Sébastien Sztabowicz

analyst
#44

Regarding the fab loading, what was the fab loading in your different fabs in Bernin or in Singapore at the end of H1? And also could you quantify the cost of energy for this fiscal year, fiscal year 2023, versus last year, the evolution? And where do you see the cost of energy moving for next year, fiscal year 2024?

Pierre Barnabé

executive
#45

Thank you. I will open the floor to Bernard for the manufacturing part to give you a description of where we are today. And for the energy cost evolution, I will ask Lea, if you don't mind to comment. Bernard?

Bernard Aspar

executive
#46

Yes. Thank you for the question. So the loading is very high. And in 200-millimeter, we are fully, fully loaded. Even if we can produce more, it would be welcome. So on 300 millimeter, our Bernin is full. Our [indiscernible] is ramping strongly also. And every time to disqualify is [indiscernible]. I think that the loading is very high. On the POI, we are still on this adoption. So it's different, but it's here. Overall, our loading [indiscernible] is very, very high.

Léa Alzingre

executive
#47

Okay. On the energy costs, so energy costs are representing 1 single digit of our COGS. For this first semester, we don't see really a big increase in energy cost because our energy contracts are fully hedged for calendar '22 and calendar 2023. We expect an increase from calendar '22 to calendar '23, but this is fully embedded in our guidance for FY '23.

Operator

operator
#48

And we have another follow-up from Didier Scemama of Bank of America.

Didier Scemama

analyst
#49

Two quick ones. One, on the 20% organic growth rate for '23, could you deconstruct that pricing volume and mix? And second, on the LTAs, you said that customers' inventories are now back to a level which is acceptable. Does that make any difference to your LTAs?

Pierre Barnabé

executive
#50

Then 2 questions. It's one of the breakdown of the growth between volumes and price increase. And then for the acceptable inventory levels we are observing, that's 2 questions? Then perhaps Lea, can you comment on the...

Léa Alzingre

executive
#51

Yes, yes.

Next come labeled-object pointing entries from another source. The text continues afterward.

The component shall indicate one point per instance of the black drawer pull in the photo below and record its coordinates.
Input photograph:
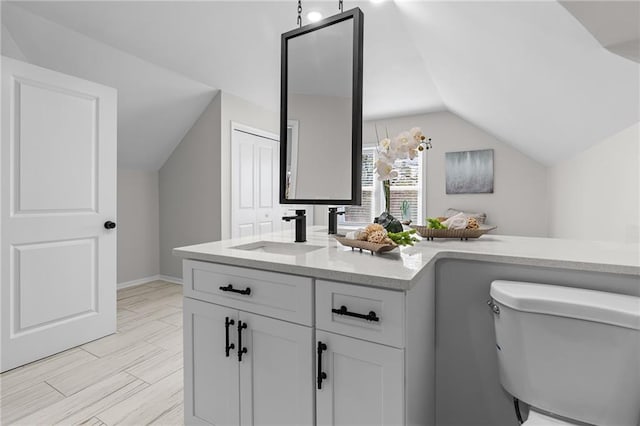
(241, 350)
(321, 374)
(229, 287)
(227, 346)
(371, 316)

And on the 20% organic growth, the main effect is coming from the volumes. The increase in [ ISPs ] would be compensated, offset, if I can say, by the customer mix. So the growth is really coming from volumes. On the inventory, maybe Bernard?

Bernard Aspar

executive
#52

Yes, on the inventory. So we have this long-term agreement with our customer. And this long term was based on the demand. But again, last year, we were not able to deliver as many wafer the market was expecting. So now it's coming to a level of inventory which is reasonable across the different customers.

Didier Scemama

analyst
#53

Does that mean that your customers are maybe less enthusiastic about renewing LTAs as we move into fiscal year '24?

Bernard Aspar

executive
#54

But our LTA are already covering a longer period than only 1 year.

Operator

operator
#55

As there are no further questions in the queue, I'd like to hand the call back over to you, Mr. Barnabe for any additional or closing remarks.

Pierre Barnabé

executive
#56

Thank you very much. I would like to thank you very much for your attention. It has been a pleasure for me, Lea and Bernard to be with you and to answer to your questions. And we expect to see you very soon and to continue our Soitec growth journey all together. Thanks a lot.

Operator

operator
#57

Thank you. That will conclude today's conference call. You may now disconnect.